Filmsite's Greatest Films of 1968

Best Picture

OLIVER! (1968, UK)

Funny Girl (1968)

The Lion in Winter (1968, UK)

Rachel, Rachel (1968)

Romeo and Juliet (1968, UK/It.)

Actor:
CLIFF ROBERTSON in "Charly", Alan Arkin in "The Heart is a Lonely Hunter", Alan Bates in "The Fixer", Ron Moody in "Oliver!", Peter O'Toole in "The Lion in Winter"
Actress:
KATHARINE HEPBURN in "The Lion in Winter" and BARBRA STREISAND in "Funny Girl" (tie), Patricia Neal in "The Subject Was Roses", Vanessa Redgrave in "Isadora", Joanne Woodward in "Rachel, Rachel"
Supporting Actor:
JACK ALBERTSON in "The Subject Was Roses", Seymour Cassel in "Faces", Daniel Massey in "Star!", Jack Wild in "Oliver!", Gene Wilder in "The Producers"
Supporting Actress:
RUTH GORDON in "Rosemary's Baby", Lynn Carlin in "Faces", Sondra Locke in "The Heart is a Lonely Hunter", Kay Medford in "Funny Girl", Estelle Parsons in "Rachel, Rachel"
Director:
SIR CAROL REED for "Oliver!", Anthony Harvey for "The Lion in Winter", Stanley Kubrick for "2001: A Space Odyssey", Gillo Pontecorvo for "The Battle of Algiers", Franco Zeffirelli for "Romeo and Juliet"
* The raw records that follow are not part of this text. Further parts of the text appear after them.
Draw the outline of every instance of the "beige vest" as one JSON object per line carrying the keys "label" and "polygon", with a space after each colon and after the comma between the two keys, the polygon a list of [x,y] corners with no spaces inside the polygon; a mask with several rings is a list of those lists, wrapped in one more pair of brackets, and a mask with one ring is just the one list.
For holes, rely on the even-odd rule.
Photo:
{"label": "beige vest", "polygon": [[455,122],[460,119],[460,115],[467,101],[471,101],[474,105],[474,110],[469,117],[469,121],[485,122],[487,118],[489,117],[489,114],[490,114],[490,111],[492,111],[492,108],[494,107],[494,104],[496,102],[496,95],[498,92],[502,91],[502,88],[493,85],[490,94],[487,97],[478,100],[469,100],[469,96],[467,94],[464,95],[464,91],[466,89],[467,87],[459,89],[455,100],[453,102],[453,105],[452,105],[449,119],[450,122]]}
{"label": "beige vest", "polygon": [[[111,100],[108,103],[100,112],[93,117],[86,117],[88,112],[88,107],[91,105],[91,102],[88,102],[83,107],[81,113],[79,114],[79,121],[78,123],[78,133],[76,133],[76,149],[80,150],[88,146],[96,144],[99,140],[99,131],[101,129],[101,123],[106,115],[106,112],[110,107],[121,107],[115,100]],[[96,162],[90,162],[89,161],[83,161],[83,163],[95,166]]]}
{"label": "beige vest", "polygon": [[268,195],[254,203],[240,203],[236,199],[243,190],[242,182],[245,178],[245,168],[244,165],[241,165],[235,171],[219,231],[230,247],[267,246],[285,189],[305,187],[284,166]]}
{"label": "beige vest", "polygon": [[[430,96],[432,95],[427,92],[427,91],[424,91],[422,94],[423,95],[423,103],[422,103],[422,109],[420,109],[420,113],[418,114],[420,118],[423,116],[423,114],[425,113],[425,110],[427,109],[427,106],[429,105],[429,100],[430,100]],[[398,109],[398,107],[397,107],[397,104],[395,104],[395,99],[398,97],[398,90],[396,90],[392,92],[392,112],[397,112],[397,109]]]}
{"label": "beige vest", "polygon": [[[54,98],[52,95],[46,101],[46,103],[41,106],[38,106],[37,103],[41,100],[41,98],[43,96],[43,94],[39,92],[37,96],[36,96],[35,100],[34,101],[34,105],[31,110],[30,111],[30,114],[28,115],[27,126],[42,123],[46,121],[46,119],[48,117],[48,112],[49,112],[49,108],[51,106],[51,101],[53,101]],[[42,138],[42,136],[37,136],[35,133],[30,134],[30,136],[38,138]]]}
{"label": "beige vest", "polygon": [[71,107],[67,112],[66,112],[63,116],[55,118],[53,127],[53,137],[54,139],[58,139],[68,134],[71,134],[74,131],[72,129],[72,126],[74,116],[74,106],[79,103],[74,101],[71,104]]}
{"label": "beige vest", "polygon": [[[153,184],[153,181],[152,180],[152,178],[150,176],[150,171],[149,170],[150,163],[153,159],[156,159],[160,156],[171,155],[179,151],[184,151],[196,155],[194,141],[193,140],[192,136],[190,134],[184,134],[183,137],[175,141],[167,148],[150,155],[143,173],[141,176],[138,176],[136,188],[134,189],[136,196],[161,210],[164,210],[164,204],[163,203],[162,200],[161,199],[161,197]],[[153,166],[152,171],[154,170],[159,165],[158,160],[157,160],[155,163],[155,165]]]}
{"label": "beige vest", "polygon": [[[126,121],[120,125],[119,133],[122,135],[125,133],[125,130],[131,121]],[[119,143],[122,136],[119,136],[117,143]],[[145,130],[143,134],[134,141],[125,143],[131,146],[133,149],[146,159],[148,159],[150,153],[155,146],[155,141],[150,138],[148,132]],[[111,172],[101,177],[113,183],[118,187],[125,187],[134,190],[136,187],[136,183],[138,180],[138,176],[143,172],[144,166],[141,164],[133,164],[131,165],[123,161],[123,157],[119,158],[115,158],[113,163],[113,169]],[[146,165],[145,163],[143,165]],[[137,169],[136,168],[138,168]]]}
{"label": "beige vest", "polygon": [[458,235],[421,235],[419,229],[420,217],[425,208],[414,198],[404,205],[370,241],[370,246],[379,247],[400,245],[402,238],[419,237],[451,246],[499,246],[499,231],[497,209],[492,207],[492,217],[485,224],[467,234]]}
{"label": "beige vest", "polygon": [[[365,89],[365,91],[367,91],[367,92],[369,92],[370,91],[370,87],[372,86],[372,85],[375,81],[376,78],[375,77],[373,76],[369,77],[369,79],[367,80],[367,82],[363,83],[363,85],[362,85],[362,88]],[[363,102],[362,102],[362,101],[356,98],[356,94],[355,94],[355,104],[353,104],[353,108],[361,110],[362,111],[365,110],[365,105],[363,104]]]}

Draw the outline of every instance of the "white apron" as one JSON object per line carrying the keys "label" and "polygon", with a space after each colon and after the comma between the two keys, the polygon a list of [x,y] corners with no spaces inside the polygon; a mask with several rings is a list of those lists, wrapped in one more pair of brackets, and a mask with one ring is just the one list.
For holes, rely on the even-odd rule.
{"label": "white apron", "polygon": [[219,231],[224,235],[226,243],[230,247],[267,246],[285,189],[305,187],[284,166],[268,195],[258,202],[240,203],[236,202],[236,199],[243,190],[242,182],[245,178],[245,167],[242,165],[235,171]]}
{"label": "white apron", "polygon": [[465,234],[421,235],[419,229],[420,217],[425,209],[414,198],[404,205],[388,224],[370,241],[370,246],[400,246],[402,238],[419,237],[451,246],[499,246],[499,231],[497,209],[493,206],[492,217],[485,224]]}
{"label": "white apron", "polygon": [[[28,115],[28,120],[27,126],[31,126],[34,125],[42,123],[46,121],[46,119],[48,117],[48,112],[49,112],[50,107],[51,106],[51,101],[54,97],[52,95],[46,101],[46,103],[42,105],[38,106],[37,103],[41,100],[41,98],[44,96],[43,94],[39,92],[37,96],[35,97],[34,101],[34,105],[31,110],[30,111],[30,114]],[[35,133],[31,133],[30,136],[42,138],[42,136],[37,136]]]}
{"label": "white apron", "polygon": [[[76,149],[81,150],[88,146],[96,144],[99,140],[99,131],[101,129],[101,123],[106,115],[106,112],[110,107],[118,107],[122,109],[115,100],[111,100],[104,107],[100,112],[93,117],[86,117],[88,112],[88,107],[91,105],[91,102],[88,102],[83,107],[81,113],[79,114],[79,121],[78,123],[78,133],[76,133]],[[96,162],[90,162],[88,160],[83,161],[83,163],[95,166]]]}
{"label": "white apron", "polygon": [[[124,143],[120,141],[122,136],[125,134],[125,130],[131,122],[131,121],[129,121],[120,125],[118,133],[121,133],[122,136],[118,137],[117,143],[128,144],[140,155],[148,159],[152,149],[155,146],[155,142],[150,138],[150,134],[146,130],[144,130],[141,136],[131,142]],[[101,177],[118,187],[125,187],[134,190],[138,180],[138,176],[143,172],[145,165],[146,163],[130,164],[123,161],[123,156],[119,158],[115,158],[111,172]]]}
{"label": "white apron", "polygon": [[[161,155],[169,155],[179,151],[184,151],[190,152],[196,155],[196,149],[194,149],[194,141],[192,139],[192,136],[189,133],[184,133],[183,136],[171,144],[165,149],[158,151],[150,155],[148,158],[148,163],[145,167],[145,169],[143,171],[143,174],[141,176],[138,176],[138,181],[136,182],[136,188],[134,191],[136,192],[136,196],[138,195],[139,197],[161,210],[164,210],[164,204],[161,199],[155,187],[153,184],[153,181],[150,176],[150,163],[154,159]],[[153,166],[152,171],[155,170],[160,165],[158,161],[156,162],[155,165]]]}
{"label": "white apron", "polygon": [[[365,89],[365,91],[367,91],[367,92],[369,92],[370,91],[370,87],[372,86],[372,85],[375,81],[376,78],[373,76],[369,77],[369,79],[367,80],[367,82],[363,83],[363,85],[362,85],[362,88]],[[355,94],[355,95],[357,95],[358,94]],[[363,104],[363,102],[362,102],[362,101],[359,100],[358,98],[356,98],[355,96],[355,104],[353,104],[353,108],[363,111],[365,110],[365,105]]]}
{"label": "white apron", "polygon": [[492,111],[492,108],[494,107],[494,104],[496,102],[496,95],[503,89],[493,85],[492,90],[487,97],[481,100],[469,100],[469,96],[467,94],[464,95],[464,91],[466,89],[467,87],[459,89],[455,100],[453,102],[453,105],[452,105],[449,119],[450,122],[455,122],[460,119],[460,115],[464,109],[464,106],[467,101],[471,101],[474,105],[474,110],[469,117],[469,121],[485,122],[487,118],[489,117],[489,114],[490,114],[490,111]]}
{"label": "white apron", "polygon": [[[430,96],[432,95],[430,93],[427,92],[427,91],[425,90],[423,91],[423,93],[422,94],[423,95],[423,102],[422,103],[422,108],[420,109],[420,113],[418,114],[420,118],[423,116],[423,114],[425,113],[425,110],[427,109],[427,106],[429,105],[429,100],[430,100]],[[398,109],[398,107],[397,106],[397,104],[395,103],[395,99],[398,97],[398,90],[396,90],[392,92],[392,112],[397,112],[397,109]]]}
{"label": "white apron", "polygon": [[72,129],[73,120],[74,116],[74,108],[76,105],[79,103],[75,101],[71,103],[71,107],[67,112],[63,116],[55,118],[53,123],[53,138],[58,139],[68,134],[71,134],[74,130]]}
This year was the first in which the telecast on television was beamed worldwide - to 37 nations. (By the mid-1990s, the show would be telecast to over 100 countries.)

It was also an astonishing year when Charles Dickens' Oliver Twist was made into a big-budget musical film version, Oliver! by director Sir Carol Reed and the bloated musical won the Best Picture award without winning any other acting awards. The two front-runners for the Best Picture award, The Lion in Winter and Funny Girl, apparently canceled each other out, and handed the top award to the major upset winner Oliver! It held two other distinctions:

  • the first film with an MPAA rating to win Best Picture
  • to date, the first - and only - G-rated film to win Best Picture (although some pre-1968 Best Picture winners were rated G when re-released to theaters after 1968)
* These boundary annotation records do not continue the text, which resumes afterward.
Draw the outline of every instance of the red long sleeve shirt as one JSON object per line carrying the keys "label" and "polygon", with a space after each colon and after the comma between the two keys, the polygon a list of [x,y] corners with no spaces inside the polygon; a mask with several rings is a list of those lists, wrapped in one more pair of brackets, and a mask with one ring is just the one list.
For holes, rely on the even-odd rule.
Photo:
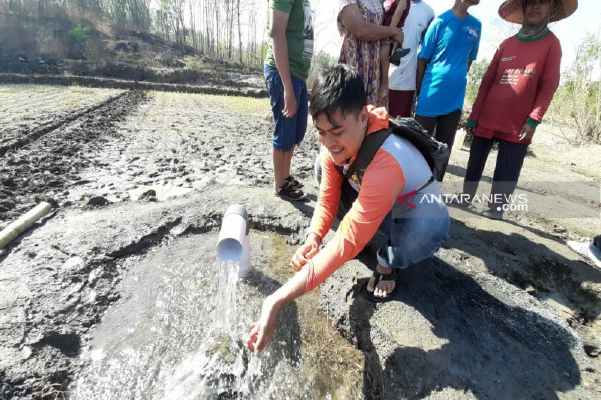
{"label": "red long sleeve shirt", "polygon": [[559,86],[561,46],[551,31],[535,41],[514,36],[499,46],[482,80],[470,121],[477,136],[530,144],[519,135],[528,119],[543,121]]}

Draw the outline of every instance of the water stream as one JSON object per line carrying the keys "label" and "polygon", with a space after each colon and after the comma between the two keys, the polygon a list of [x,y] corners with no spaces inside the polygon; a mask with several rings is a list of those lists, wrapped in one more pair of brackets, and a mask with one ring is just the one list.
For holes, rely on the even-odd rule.
{"label": "water stream", "polygon": [[[335,370],[315,361],[320,356],[312,352],[320,350],[311,346],[301,322],[311,311],[296,303],[282,311],[261,357],[246,348],[249,326],[263,300],[281,284],[272,277],[278,273],[269,254],[288,251],[276,245],[278,240],[263,236],[251,242],[254,270],[240,281],[237,263],[215,260],[213,234],[177,239],[130,258],[118,288],[122,299],[103,317],[82,354],[87,366],[72,398],[358,397],[357,368],[341,374],[346,361]],[[331,327],[320,329],[337,336]],[[335,345],[349,348],[347,363],[361,363],[358,353],[338,339]]]}

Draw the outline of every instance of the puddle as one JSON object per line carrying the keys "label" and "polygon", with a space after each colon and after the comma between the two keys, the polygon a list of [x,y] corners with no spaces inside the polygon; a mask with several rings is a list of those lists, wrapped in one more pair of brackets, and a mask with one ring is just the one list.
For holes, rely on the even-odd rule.
{"label": "puddle", "polygon": [[293,273],[285,239],[251,233],[253,270],[237,282],[234,318],[216,242],[189,236],[128,260],[72,398],[362,398],[363,357],[317,311],[317,292],[282,310],[261,357],[246,347],[263,300]]}
{"label": "puddle", "polygon": [[136,201],[142,194],[153,191],[154,192],[153,197],[156,197],[156,199],[159,201],[164,201],[168,199],[187,194],[192,191],[192,189],[188,188],[181,188],[171,184],[168,184],[165,185],[154,185],[153,186],[144,186],[130,190],[127,193],[129,194],[130,199]]}

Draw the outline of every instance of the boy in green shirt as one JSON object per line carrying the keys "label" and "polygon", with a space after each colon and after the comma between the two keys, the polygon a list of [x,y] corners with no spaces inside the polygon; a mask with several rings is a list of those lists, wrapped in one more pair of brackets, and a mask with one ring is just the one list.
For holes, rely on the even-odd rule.
{"label": "boy in green shirt", "polygon": [[269,0],[269,48],[265,82],[275,121],[275,194],[301,200],[302,185],[290,175],[294,149],[307,131],[308,95],[305,81],[313,54],[313,17],[308,0]]}

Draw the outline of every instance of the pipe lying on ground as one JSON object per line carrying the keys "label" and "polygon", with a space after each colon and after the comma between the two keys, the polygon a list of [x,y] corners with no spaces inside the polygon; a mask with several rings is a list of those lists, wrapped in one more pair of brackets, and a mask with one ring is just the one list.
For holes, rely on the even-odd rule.
{"label": "pipe lying on ground", "polygon": [[246,276],[251,269],[250,231],[246,209],[239,204],[230,206],[221,223],[217,255],[224,262],[239,260],[239,278]]}
{"label": "pipe lying on ground", "polygon": [[0,232],[0,250],[31,227],[41,217],[48,213],[52,206],[42,201]]}

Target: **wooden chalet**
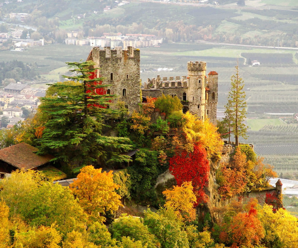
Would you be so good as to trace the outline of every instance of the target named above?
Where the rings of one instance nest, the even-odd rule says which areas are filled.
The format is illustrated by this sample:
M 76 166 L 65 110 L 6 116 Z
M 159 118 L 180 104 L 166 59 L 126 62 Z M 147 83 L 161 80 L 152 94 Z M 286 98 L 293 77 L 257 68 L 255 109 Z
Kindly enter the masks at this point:
M 48 165 L 54 157 L 49 154 L 38 155 L 34 153 L 38 150 L 26 143 L 0 150 L 0 174 L 10 174 L 17 169 L 37 170 Z

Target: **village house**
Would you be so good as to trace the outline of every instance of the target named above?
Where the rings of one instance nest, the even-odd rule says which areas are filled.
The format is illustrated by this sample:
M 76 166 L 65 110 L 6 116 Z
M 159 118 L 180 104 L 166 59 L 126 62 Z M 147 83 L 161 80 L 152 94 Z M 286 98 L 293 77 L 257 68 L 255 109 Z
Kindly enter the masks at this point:
M 7 104 L 5 102 L 0 101 L 0 109 L 3 110 L 7 108 Z
M 38 149 L 26 143 L 21 143 L 0 150 L 0 172 L 11 173 L 17 169 L 37 170 L 49 164 L 54 158 L 51 155 L 38 155 Z
M 30 88 L 30 85 L 28 84 L 11 83 L 4 87 L 4 91 L 7 93 L 20 94 L 24 89 Z
M 15 97 L 12 95 L 5 95 L 0 96 L 0 101 L 4 102 L 9 104 L 15 100 Z
M 10 108 L 3 109 L 3 114 L 10 116 L 20 117 L 23 115 L 23 110 L 18 108 Z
The American-financed British film was about an innocent, nine year-old hungry, runaway orphan in 19th century London who must join a gang of young lowlife pickpockets. From its eleven nominations, the film won only five awards (Best Picture, Best Director, Best Musical Score, Best Art Direction/Set Decoration, and Best Sound) and a sixth Honorary Technical Award for Onna White's choreography. The two musicals, Oliver! and Funny Girl (a superior musical), garnered 19 nominations between them. [The Academy had also previously honored only one other musical film with this kind of award - Jerome Robbins for West Side Story (1961). This was the last Best Picture win for a musical until 34 years later, when Rob Marshall's Chicago (2002) won the top prize.]
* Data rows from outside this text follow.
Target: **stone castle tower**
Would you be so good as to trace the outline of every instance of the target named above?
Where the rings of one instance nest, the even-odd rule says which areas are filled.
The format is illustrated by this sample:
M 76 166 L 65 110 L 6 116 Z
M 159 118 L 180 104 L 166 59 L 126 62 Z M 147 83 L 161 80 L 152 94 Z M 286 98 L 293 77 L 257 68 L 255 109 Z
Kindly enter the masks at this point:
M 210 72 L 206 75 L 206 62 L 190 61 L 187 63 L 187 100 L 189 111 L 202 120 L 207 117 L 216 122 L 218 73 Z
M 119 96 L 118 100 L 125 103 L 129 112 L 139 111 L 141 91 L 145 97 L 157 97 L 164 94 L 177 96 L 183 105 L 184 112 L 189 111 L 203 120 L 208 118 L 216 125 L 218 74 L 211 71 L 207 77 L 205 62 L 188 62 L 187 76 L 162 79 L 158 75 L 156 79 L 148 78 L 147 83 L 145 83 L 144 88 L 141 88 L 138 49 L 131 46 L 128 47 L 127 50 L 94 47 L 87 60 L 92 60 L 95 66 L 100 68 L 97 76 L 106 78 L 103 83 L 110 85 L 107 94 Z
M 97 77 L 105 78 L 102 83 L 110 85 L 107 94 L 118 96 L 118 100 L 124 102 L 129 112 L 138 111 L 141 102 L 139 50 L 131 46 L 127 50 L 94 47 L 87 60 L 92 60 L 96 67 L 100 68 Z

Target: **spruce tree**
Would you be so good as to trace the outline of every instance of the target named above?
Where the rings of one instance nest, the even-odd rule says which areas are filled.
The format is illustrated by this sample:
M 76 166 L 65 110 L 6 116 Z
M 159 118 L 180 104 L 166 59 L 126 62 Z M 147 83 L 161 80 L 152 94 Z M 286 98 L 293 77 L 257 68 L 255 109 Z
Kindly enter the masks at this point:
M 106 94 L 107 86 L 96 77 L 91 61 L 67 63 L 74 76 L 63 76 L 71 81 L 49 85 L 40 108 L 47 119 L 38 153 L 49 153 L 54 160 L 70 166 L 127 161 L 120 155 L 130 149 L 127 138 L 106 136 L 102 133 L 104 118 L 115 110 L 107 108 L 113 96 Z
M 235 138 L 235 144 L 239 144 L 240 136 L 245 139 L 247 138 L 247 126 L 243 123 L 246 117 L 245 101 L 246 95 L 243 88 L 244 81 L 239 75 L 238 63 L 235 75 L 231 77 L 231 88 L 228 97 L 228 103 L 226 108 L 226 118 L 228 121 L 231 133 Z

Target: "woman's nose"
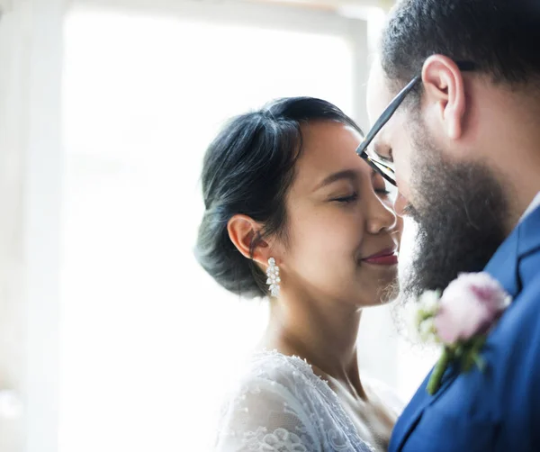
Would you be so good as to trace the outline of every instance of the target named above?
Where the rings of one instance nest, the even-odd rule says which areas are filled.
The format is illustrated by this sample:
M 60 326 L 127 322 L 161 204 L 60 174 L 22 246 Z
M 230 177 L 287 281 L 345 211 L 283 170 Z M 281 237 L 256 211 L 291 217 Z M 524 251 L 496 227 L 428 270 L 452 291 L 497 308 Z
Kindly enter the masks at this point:
M 403 196 L 400 192 L 398 192 L 398 196 L 394 201 L 394 210 L 396 212 L 396 214 L 402 217 L 405 214 L 405 207 L 407 207 L 407 204 L 409 204 L 409 201 L 407 201 L 407 198 L 405 198 L 405 196 Z
M 398 217 L 390 202 L 384 202 L 375 195 L 371 198 L 369 204 L 368 231 L 372 234 L 396 228 Z

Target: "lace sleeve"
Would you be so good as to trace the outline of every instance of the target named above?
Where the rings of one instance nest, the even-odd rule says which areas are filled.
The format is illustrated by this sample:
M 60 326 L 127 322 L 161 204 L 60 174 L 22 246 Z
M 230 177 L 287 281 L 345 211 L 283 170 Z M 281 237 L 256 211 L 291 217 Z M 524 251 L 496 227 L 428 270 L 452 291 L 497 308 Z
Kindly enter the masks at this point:
M 320 442 L 302 402 L 279 382 L 254 378 L 230 400 L 219 452 L 317 452 Z

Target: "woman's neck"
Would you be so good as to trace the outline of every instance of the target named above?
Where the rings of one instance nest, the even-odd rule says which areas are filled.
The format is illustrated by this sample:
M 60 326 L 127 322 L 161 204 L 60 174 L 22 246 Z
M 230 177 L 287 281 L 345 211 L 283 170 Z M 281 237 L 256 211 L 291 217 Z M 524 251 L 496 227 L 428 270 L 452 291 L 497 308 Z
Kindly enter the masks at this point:
M 273 301 L 265 346 L 305 358 L 327 375 L 363 393 L 356 357 L 361 310 L 312 300 Z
Its competition consisted of three costume films with period sets:

  • another musical genre competitor, William Wyler's musical debut of the rising career of comedian Fanny Brice to the Ziegfeld Follies, Funny Girl (with eight nominations and one win - Best Actress (tie)), featuring Barbra Streisand in her film debut -
  • director Franco Zeffirelli's superb version of Romeo and Juliet (1968) (with four nominations and two well-deserved awards for Cinematography and Best Costume Design) featuring two young teenaged newcomers - un-nominated Olivia Hussey and Leonard Whiting in the roles of the star-crossed lovers
  • director Anthony Harvey's serious historical film from James Goldman's Broadway play regarding aging medieval King Henry II and his estranged wife Queen Eleanor of Aquitaine on Christmas Day 1183 in England's Chinon Castle in The Lion in Winter (with seven nominations and three wins - Best Actress (tie), Best Screenplay, and Best Score)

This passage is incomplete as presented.